Creating A Partitioned Table In SSAS Tabular 2017 And SSDT Using M Functions

One of the coolest new features in SSAS Tabular 2017 and Azure Analysis Services is the integration of Power Query and M for data loading. Over the last year or so the Analysis Services team blog has posted a lot of fairly complex examples of how to use this functionality, but now that the latest release of SSDT has proper support for shared expressions I thought it would be a good idea to show a simple example of how to use it to create a partitioned table using M functions.

For this example I’ll be using the FactInternetSales fact table from the Adventure Works DW sample database, and the aim is to create a table in an SSAS Tabular project that has one partition for each year of data in FactInternetSales. Assuming that a new SSAS Tabular project has been created at the 1400 compatibility level with an integrated workspace:

image

…the first thing to do is to right-click on the Data Sources folder in the Tabular Model Explorer pane and select Import From Data Source:

This brings up the Get Data dialog:

Select SQL Server database and then click Connect.
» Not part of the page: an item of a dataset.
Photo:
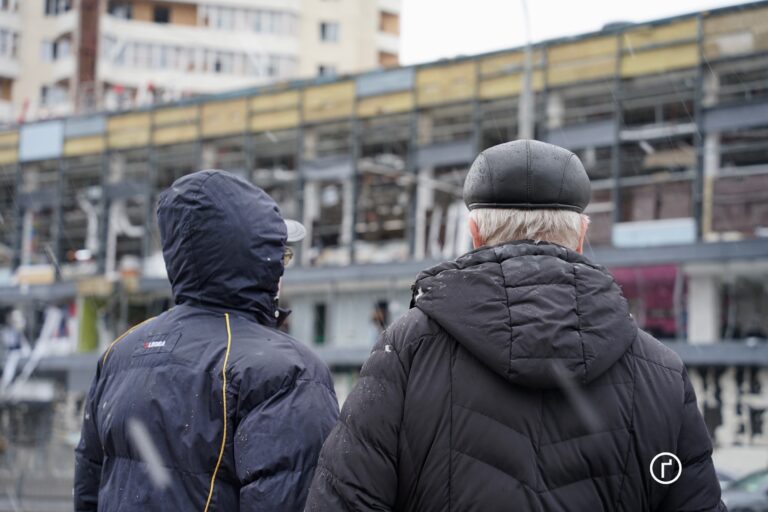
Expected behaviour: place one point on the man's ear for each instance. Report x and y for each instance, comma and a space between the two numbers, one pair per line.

Enter the server name and database name in the SQL Server database dialog:

Choose how SSAS is to authenticate when it connects to the SQL Server database and click Connect:

Select the FactInternetSales table from the list of tables in the Adventure Works DW database:

This opens the Query Editor window; in it there is one query called FactInternetSales:

Here’s where it gets interesting. The first thing to do is to create a function that returns a filtered subset of the rows in the FactInternetSales table using the technique I blogged about here for Power BI. On the Query Editor menu bar, click Query/Parameters/New Parameter and create two new parameters called StartDate and EndDate that return the numbers 20010101 and 20011231. Here’s what they should look like:

These parameters are going to be used to filter the OrderDateKey column on the FactInternetSales table. Do this by clicking on the down arrow on the column header of OrderDateKey then selecting Number Filters and then Between:

In the Filter Rows dialog use the StartDate parameter for the start of the filter range and the EndDate parameter for the end of the filter range, then click OK:

Because the OrderDateKey contains dates stored as numbers in the YYYYMMDD format the result is a table that only contains sales where the order date is in the year 2001. This table should not be loaded into SSAS though, so right click on the FactInternetSales in the Queries pane and make sure that the Create New Table is not checked:

Next, on the same right-click menu, select Create Function:

In the Create Function dialog name the new function GetFactData then click OK:

The new GetFactData function will now be visible in the Queries pane; enter 20010101 for the StartDate parameter and 20011231 for the EndDate parameter and click Invoke:

This creates yet another new query called Invoked Function which should be renamed Internet Sales:

Right-click on this query and make sure Create New Table is selected. Next, click the Import button on the toolbar to close the Query Editor and load the Internet Sales table into SSAS.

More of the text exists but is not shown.